Additional new evidence continues to spotlight the Open Internet's growing security problem, and underscore why President Obama effectively declared the lack of cybersecurity as the Internet's biggest problem in his cybersecurity address May 29th. 


  • The growing catalogue of evidence from mainstream and official sources is getting harder and harder to ignore.

    "Cyberattacks Jam Government and Commercial Web Sites in U.S. and South Korea" NYTimes 

    • "A wave of cyberattacks aimed at 27 American and South Korean government agencies and commercial Web sites temporarily jammed more than a third of them over the past five days...
    • ...The Web sites of the Treasury Department, Secret Service, Federal Trade Commission and Transportation Department were all affected at some point...
    • ...the White House site had also been attacked...
    • ..The Web site of the New York Stock Exchange also came under attack, as well as the sites of Nasdaq, Yahoo’s finance section and The Washington Post."

    "Cybercrooks descend on Twitter with Spam, Attacks" USA Today

    • "Cybercriminals are rapidly using Twitter— the popular Web-messaging service — to direct users to websites that sell porn and fake drugs and trigger promotions for fake anti-virus subscriptions."
    • ..."Sadly, security is rarely viewed as a top priority" by add-on developers..."

    "MafiaBoy: cloud computing will cause an Internet security meltdown" dark reading

    • "Reformed black-hat hacker Michael Calce, better known as the 15-year-old "mafiaboy" who, in 2000, took down Websites CNN, Yahoo, E*Trade, Dell, Amazon, and eBay, says widespread adoption of cloud computing is going to make the Internet only more of a hacker haven."
    • ..."It will be the fall of the Internet as we know it," ... "You're basically putting everything in one little sandbox..."it's going to be a lot more easy to access," he added, noting that cloud computing will be "extremely dangerous."  

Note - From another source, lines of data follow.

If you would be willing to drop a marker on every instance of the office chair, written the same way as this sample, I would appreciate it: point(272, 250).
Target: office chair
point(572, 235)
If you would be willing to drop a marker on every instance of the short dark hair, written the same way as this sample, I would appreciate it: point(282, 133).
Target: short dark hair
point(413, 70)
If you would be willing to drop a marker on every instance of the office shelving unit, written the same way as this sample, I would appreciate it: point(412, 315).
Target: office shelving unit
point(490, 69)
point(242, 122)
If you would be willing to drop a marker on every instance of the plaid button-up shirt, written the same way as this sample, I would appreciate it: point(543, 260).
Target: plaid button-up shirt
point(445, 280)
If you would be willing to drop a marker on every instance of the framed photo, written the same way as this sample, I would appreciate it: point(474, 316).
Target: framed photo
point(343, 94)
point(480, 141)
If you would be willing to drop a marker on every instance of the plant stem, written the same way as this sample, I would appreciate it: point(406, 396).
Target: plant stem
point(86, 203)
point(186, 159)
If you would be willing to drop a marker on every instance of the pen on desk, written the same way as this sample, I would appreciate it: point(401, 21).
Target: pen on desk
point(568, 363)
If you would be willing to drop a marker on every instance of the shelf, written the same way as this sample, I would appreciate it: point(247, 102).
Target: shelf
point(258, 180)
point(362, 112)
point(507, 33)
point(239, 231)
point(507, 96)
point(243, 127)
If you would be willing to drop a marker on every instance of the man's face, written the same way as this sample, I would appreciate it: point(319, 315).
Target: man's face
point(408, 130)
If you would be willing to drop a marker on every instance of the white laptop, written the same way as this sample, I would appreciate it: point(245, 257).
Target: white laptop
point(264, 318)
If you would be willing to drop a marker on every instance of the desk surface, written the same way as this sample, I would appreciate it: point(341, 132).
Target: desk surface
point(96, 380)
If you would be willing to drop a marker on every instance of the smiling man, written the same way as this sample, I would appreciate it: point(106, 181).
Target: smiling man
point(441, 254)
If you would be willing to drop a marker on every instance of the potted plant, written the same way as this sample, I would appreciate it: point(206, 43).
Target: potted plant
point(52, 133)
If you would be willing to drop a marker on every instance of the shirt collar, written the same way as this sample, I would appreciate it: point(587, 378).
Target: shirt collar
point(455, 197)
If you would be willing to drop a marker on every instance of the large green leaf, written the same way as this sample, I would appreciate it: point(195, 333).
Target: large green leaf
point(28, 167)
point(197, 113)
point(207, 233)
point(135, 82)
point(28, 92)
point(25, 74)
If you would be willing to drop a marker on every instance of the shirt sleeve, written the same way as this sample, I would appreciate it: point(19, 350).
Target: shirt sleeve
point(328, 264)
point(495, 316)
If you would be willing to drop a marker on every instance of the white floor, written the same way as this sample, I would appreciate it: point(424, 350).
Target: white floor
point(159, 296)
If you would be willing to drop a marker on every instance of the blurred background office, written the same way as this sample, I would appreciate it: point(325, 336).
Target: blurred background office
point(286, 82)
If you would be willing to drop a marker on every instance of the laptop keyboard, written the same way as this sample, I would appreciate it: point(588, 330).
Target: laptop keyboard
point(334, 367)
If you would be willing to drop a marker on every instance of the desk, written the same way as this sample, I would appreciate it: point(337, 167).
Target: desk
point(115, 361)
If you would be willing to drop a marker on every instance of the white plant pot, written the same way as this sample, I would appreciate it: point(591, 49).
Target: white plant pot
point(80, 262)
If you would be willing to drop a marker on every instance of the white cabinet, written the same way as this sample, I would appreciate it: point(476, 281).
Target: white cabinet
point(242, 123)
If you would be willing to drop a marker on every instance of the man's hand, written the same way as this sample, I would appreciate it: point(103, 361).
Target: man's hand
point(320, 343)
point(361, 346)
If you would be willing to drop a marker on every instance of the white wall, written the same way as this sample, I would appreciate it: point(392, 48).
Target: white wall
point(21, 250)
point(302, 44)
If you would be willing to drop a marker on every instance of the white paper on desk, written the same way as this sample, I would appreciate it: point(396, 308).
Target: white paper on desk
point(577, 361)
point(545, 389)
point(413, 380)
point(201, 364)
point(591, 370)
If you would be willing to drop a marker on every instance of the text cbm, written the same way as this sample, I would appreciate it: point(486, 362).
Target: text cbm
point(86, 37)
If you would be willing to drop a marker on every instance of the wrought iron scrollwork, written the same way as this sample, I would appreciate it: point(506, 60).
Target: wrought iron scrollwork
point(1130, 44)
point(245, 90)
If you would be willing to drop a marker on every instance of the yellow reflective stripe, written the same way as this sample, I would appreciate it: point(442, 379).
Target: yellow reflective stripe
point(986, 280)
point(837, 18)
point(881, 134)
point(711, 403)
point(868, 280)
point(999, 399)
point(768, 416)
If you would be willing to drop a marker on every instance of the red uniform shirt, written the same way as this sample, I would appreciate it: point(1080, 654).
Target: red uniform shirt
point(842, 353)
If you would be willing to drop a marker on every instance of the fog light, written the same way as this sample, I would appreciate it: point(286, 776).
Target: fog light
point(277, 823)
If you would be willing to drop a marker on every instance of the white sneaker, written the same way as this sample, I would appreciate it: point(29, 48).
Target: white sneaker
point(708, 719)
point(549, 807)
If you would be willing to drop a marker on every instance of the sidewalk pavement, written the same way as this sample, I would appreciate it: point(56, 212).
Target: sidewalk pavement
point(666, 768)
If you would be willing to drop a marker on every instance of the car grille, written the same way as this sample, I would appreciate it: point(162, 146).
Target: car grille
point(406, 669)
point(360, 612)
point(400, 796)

    "Users Warned of social network dangers" CBR Security

    • "Users of social network sites may be far more vulnerable to financial loss, identity theft and malware infection than they realise..."
    • " The vast majority (80%) of respondents claimed that they allow at least part of their profiles to be searchable through Google or other public search engines..."

    "Can Open Source Police Open Source?" ZDNet

    • "When a proprietary code base becomes popular, its owner brings in the cash necessary to defend their position in court. This is not automatic in the open source world, which thus remains vulnerable to small time scams. How do we stop them? Where do we find the cash to protect open source, not from the big boys, but from the small fry?"

    "Mobile networks face DOS attack" Computer World

    • "Sabnani said the newest DoS attacks on wireless networks involve repeatedly establishing and releasing connections. These attacks are easy to launch and hard to detect, he added. "One cable modem user with 500Kbit/s upload capacity can attack over 1 million mobile users simultaneously," he said."

    "Webroot survey reveals social networkers risky behaviors" Webroot

    • "...The growth of social networks presents hackers with a huge target..."
    • "Hackers lure users into taking actions they shouldn't by making it appear as if a friend within their social network has sent them a message - only the message is from a hacker who's hijacked the friend's account..."  

    "How can Cyberspace be defended?" National Journal

    • "The question is, how does the government protect a borderless, largely anonymous space that is almost entirely owned and operated by private citizens and corporations?"
    • "Or is cyberspace too big, and perhaps too abstract, to "defend" the way the government does our land, sea and air borders?"

    "Online criminals take on the trappings of business" FT

    • "The latest viruses are extremely well written and coded, even incorporating up-to-the-minute bug fixes in the encryption technology.”...
    • "In the third and current phase, professional criminals have moved in en masse and malware writers are adopting a lower profile, selling their products over the internet, rather than exposing themselves to legal sanctions."...
    • "...The impression remains, however, that in the race between the criminals and the security groups, the criminals may be edging ahead."